Description

Tipping points exist in social, ecological and climate systems and those systems are increasingly causally intertwined in the Anthropocene. Climate change and biosphere degradation have advanced to the point where we are already triggering damaging environmental tipping points, and to avoid worse ones ahead will require finding and triggering positive tipping points towards sustainability in coupled social, ecological and technological systems.

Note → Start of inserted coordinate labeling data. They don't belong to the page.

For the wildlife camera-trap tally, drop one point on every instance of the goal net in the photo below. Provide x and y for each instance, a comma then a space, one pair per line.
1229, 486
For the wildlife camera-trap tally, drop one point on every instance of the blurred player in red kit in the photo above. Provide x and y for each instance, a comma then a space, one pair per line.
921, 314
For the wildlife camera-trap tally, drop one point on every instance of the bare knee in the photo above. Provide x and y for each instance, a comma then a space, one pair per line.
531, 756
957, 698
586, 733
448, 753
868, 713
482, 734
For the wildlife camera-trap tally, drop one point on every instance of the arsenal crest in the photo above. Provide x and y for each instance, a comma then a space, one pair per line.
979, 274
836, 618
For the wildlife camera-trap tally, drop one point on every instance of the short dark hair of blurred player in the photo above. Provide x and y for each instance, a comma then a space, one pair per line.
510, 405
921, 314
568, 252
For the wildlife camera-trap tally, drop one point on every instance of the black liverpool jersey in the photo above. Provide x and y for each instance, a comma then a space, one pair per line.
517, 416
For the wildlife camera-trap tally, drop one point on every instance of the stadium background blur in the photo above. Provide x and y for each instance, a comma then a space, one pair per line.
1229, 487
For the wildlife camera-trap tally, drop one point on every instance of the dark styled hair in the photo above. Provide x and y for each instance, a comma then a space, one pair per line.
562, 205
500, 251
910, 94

To help with that Tim outlines how tipping points can occur in continuous dynamical systems and in networks, the causal interactions that can occur between tipping events across different types and scales of system – including the conditions required to trigger tipping cascades, the potential for early warning signals of tipping points, and how they could inform deliberate tipping of positive change. In particular, the same methods that can provide early warning of damaging environmental tipping points can be used to detect when a socio-technical or socio-ecological system is most sensitive to being deliberately tipped in a desirable direction. Tim provides some example targets for such deliberate tipping of positive change.

About the speaker

Tim Lenton is Director of the Global Systems Institute and Chair in Climate Change and Earth System Science at the University of Exeter. His research focuses on understanding the behaviour of the Earth as a whole system, especially through the development and use of Earth system models. He is particularly interested in how life has reshaped the planet in the past, and what lessons we can draw from this as we proceed to reshape the planet now – as described in his books Revolutions that made the Earth (with Andrew Watson) and Earth System Science: A Very Short Introduction. Tim’s work identifying climate tipping points won the Times Higher Education Award for Research Project of the Year 2008. He has also received a Philip Leverhulme Prize 2004, European Geosciences Union Outstanding Young Scientist Award 2006, Geological Society of London William Smith Fund 2008, and Royal Society Wolfson Research Merit Award 2013.